THEN YOU GO AND HAVE IT AS THE LINK TO PLAY AT THE END!!!
this song is catchy ill give it that, but it drives me up the wall the number of times it comes up.
good chapter, though.
I freaking love Megraw's accent!
Megraw is best commander
Man. You show one highly competent villain and suddenly every time something surprisingly fortuitous or just plain strange happens, it's one of Seft's tricks or part of Seft's inevitable Xanatos Gambit.
You've made all your readers into paranoid messes.
Well, not like I wasn't already.
Ah, now a can finally understand that accent.
Well... this just turned out impeccably well, didn't it?
8015246 Can you imagine Scrooge being a doting grandfather?
... So much fire... everywhere...
I don't like this... Too much is going "right" in too little time. If there's isn't some kind of recoil, I will be really surprised.
8015696
Less doting grandpa, more awesome grandpa.
You HAVE seen Ducktales, right?
8015705 Oh, I'm sure Seft will pop up sometime with a crew to pull Neyla out o the drink or something at some point.
You know thanks to RC's comment
8015439
,and the fact that McGraw is the one whistling that particular song I can't help but think that McGraw himself would end up taking the star role of 'The Drunk Scotsman'! ...AAaannnnddd now I need brain bleach!
8015848 same
I knew there was a reason I liked this eagle, he's got a great sense of humor.
I can't wait to see Sly's reaction... but I really want to see Megraw babysit Coco for a night and take her for a flight to help her relax.
Why am I hearing Allen Young in this chapter? Also... interesting cop and someone who probably read up the history of the various gangs and crime families... take out the ones actually making trouble first. :)
How do you tell Sly? Considering this is a relationship you both would love and works out for everyone, you could just tell him.....Or make huge ass spectacle out of it.
Also I'm with the Eagle, I WANT TO SEE THAT WEDDING
Head north, find an enemy tent, repeat a certain mission WITHOUT Panda King and Coco.
"Hey Sly?"
"Yes?"
"Where's my ring?"
"What ring?"
"You know~."
there shall be a wedding!! I am calling it!
8015748 Watched a few episodes.
It was hilarious.
Also He Is TERRIFYING!
Seriously. You know those round things on steam boats made of metall that spewed out smoke?
Chained up to one, got pissed, and pulled TWO OF THOSE THINGS TOGETHER!
Holy shit. That is terrifying.
I bet he could punch out the devil and get away with it.
8015848
8015868
It's clear neither of you are Scottish.
8017427 I may have some Irish blood in me, but I'm not.
the song just drives me off the walls, catchy, though.
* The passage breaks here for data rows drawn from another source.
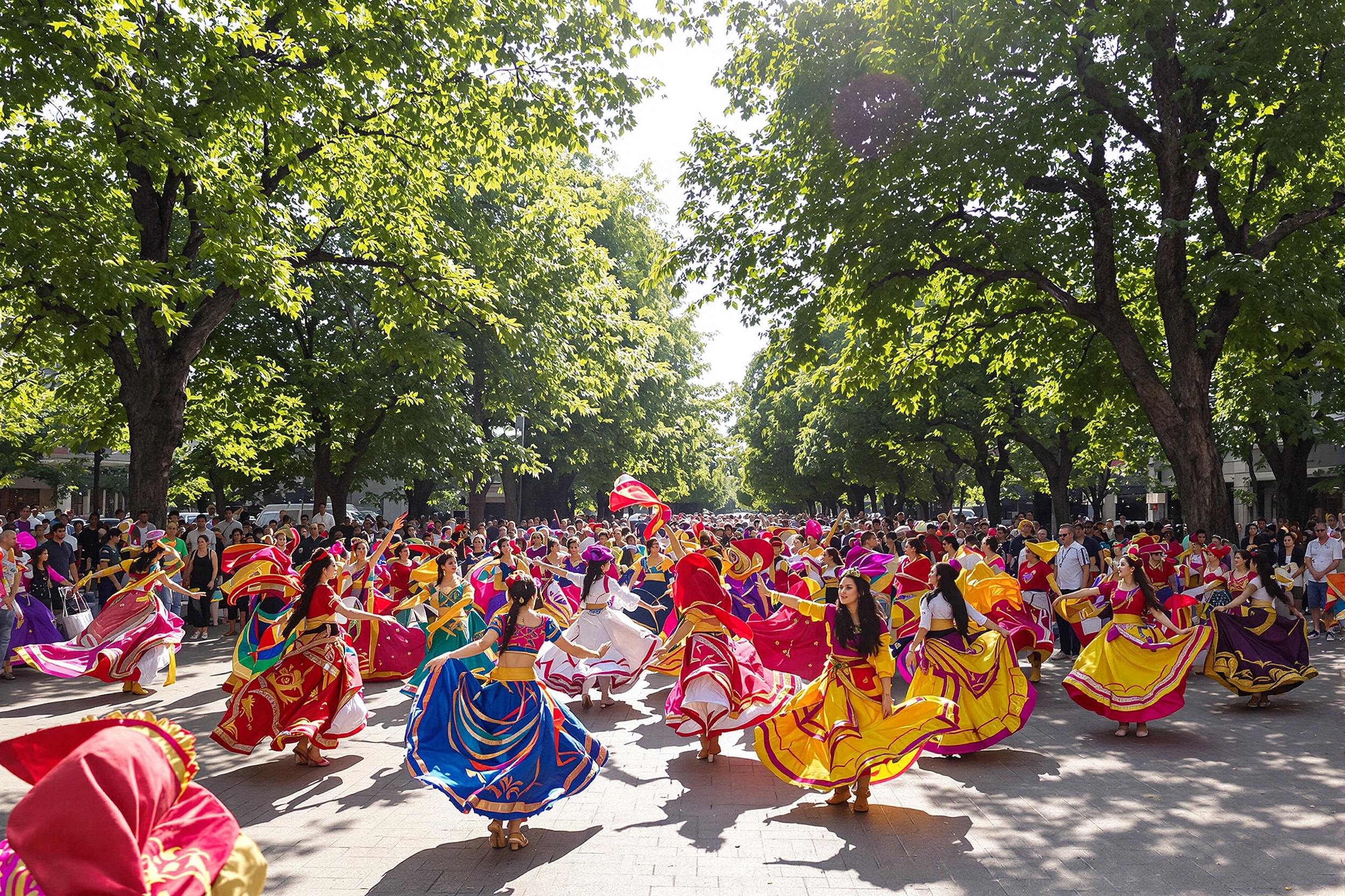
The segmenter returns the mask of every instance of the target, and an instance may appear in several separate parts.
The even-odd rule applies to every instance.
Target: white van
[[[297,525],[299,524],[299,517],[304,516],[305,513],[308,516],[313,514],[313,505],[312,504],[268,504],[266,506],[264,506],[261,509],[261,513],[257,514],[256,524],[257,525],[266,525],[268,523],[280,523],[280,517],[282,517],[286,513],[289,514],[289,519],[293,520],[295,524]],[[342,517],[338,513],[335,513],[335,512],[332,512],[332,516],[336,517],[336,523],[339,524],[340,520],[342,520]],[[360,519],[364,517],[364,514],[360,513],[359,509],[354,504],[347,504],[346,505],[346,516],[348,516],[351,520],[360,520]]]

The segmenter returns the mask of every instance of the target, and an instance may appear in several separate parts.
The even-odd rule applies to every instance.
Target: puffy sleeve
[[[633,610],[640,606],[640,598],[616,579],[608,579],[607,596],[617,610]]]
[[[549,619],[550,617],[546,617],[546,618]],[[491,623],[488,626],[486,626],[486,631],[494,631],[496,638],[503,639],[504,638],[504,614],[503,613],[496,613],[495,618],[491,619]]]
[[[970,603],[967,604],[967,618],[971,619],[972,622],[975,622],[978,626],[982,626],[982,627],[987,622],[990,622],[990,619],[986,618],[985,613],[982,613],[981,610],[976,610]]]
[[[1115,582],[1099,582],[1098,583],[1098,590],[1102,591],[1102,596],[1103,596],[1104,600],[1111,600],[1112,595],[1116,594],[1116,583]]]
[[[897,672],[897,658],[892,656],[892,635],[886,631],[878,638],[878,656],[873,658],[873,670],[880,678],[890,678]]]

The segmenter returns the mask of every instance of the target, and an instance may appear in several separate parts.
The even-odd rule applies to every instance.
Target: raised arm
[[[386,551],[387,545],[393,543],[393,536],[401,531],[402,523],[405,521],[406,521],[405,513],[397,517],[393,521],[393,527],[387,529],[387,535],[385,535],[383,540],[378,543],[378,547],[374,548],[374,552],[369,555],[370,572],[373,572],[374,567],[378,566],[378,560],[383,556],[383,551]]]

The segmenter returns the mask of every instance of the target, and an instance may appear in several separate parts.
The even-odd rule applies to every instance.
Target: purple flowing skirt
[[[1205,674],[1233,693],[1284,693],[1317,676],[1307,656],[1307,626],[1278,618],[1274,609],[1210,613],[1215,637]]]
[[[15,606],[23,611],[23,622],[15,622],[9,634],[9,662],[23,662],[15,653],[17,647],[31,643],[59,643],[66,639],[56,627],[51,610],[42,600],[24,592],[15,599]]]

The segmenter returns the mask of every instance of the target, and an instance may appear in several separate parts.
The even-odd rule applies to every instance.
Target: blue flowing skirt
[[[507,821],[588,787],[607,748],[538,682],[482,682],[449,660],[412,704],[406,764],[459,810]]]

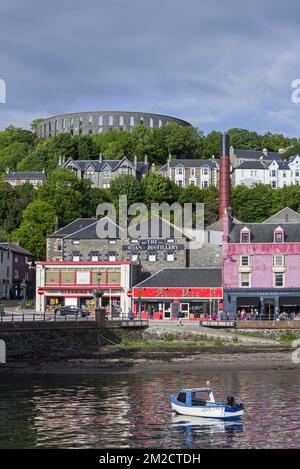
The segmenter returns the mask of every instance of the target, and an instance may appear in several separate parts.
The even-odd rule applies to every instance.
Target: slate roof
[[[133,162],[129,161],[126,157],[121,158],[120,160],[73,160],[69,158],[62,167],[74,167],[78,168],[81,171],[85,171],[89,166],[92,166],[94,170],[98,173],[104,170],[106,166],[109,167],[112,171],[114,171],[117,166],[121,165],[122,162],[128,162],[133,166]],[[144,174],[148,171],[148,163],[144,163],[143,161],[137,162],[137,171],[138,173]]]
[[[107,238],[116,239],[120,237],[120,232],[123,229],[116,225],[112,220],[108,217],[101,218],[100,220],[94,220],[93,223],[89,224],[86,227],[79,228],[77,231],[73,231],[69,235],[65,236],[65,238],[70,239],[101,239],[99,236],[101,227],[105,231],[110,231],[112,236],[108,236]],[[106,238],[105,238],[106,239]]]
[[[276,161],[278,164],[278,168],[285,170],[285,169],[290,169],[288,163],[286,161],[282,160],[272,160],[268,161],[268,163],[263,163],[262,161],[256,161],[256,160],[249,160],[249,161],[243,161],[239,166],[237,166],[235,169],[269,169],[273,161]]]
[[[22,248],[22,246],[19,246],[18,244],[15,243],[0,243],[1,247],[4,249],[8,250],[10,249],[11,251],[17,253],[17,254],[24,254],[25,256],[30,256],[33,257],[32,252],[27,251],[27,249]]]
[[[69,234],[74,233],[86,226],[95,223],[96,218],[77,218],[66,226],[63,226],[59,230],[55,231],[51,235],[48,235],[48,238],[63,238]]]
[[[200,288],[222,287],[222,269],[179,268],[162,269],[136,287],[147,288]]]
[[[285,232],[285,243],[300,242],[300,223],[241,223],[232,224],[229,233],[229,243],[240,242],[240,231],[247,227],[251,231],[251,243],[273,243],[274,230],[281,227]]]
[[[178,166],[184,166],[185,168],[201,168],[203,166],[209,166],[210,168],[217,168],[217,160],[201,160],[199,158],[195,159],[178,159],[172,160],[169,162],[171,168],[176,168]],[[168,164],[161,166],[159,171],[164,171],[167,169]]]
[[[43,172],[29,172],[29,171],[24,171],[24,172],[11,172],[8,174],[5,174],[4,180],[11,180],[11,179],[18,179],[18,180],[30,180],[30,179],[40,179],[44,180],[46,179],[46,174]]]
[[[267,218],[263,223],[300,223],[300,213],[295,212],[290,207],[285,207]]]
[[[265,166],[260,161],[243,161],[239,166],[235,168],[237,169],[266,169]]]
[[[281,158],[280,153],[276,151],[268,151],[267,153],[264,153],[262,150],[256,151],[256,150],[234,150],[234,154],[238,158],[248,158],[248,159],[253,159],[253,160],[259,160],[260,157],[262,156],[264,159],[270,159],[270,160],[277,160]]]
8017427 Nah I'm Irish and I was raised to always jokingly make fun of our scottish neighbors, despise our northern brethren, and openly mock the english! ...Although the English get major brownie points in my book for making Doctor Who.
8016582
Well the guy who owned the boat did insult him for grieving for his mother after he stole everything from him... unholy rage happened.
8018353 Yeah. So badass.
I kind of want to see a misunderstanding between Sly now and Sly trying to steal from Uncle Scrooge.
... Okay yeah. That's terrifying for Sly.
lololololol need more
8018505 I'd like to think even Sly is smart enough to know McDuck's money bin is off-limits. The insane security measures and being owned by one of the most legendarily badass grandpa treasure hunters of all time aside, there's a few problems I could foresee if he successfully robbed it.
1. There's so much money there the only place it could be kept is in a money bin. How's he gonna get it out, let alone store it?
2. There's so much money there that if spent or sold it could probably destabilize the world economy.
3. McDuck is so attached to his money he's memorized every single coin, dollar, or other item. If even a single piece changes hands, he WILL find it, and he WILL be pissed.
And you do not want a pissed Scrooge McDuck. He's Scottish!
8018505 anyone else see Scrooge owning a copy of the thevius racoonis, or probably helped write the damm thing, like he taught bottom class street thug cooper on the titanic the art of the pimp cane or something?
8021217
I don't know. It would just seem like a challenge. Face it. He likes a challenge.
8021358
Scrooge: Oh I remember your family. I helped write the damn book that you're using right now. Know a few tricks myself that I never told the Coopers. How do you think I got all this treasure from those temples? Also, leave. And leave all the stuff you have in your sleeves. No. More. No. More. No. More.
Okay. I want you to jump up and down now. What do you mean that's everything?
This next part is me teaching you a lesson to not steal from your God damn Great Great Great God Grandfather, son!
The Coopers were a crazy bunch making me a Godfather, you know.
Now I DON'T SEE YOU JUMPING!
8021457 XD
8021457 meh, 4/10 needs more accent
8021457
I am now tempted to have an interlude segment where Sly and Coco try to steal from Scrooge's vault...specifically for the challenge of it.
8021460
8021488
8021738
Please do. It would be hilarious. Especially when the Duck Triplets decide to emulate the Cooper family...
And Scrooge finds out...
And then decides to train them in his ways because they'll give him all the money.
And thus the McDuck Treasure Hunter Legacy Began.
With its own set of games, time travel shenanigans, and movie to be cancelled.
Now that we've seen how Megraw handles criminals that have a shot at reformation, I REALLY want to see how he personally deals with an irredeemable monstrous "baddie"...
Heh. Good choice of song. Pierre and Marianne might be even better though.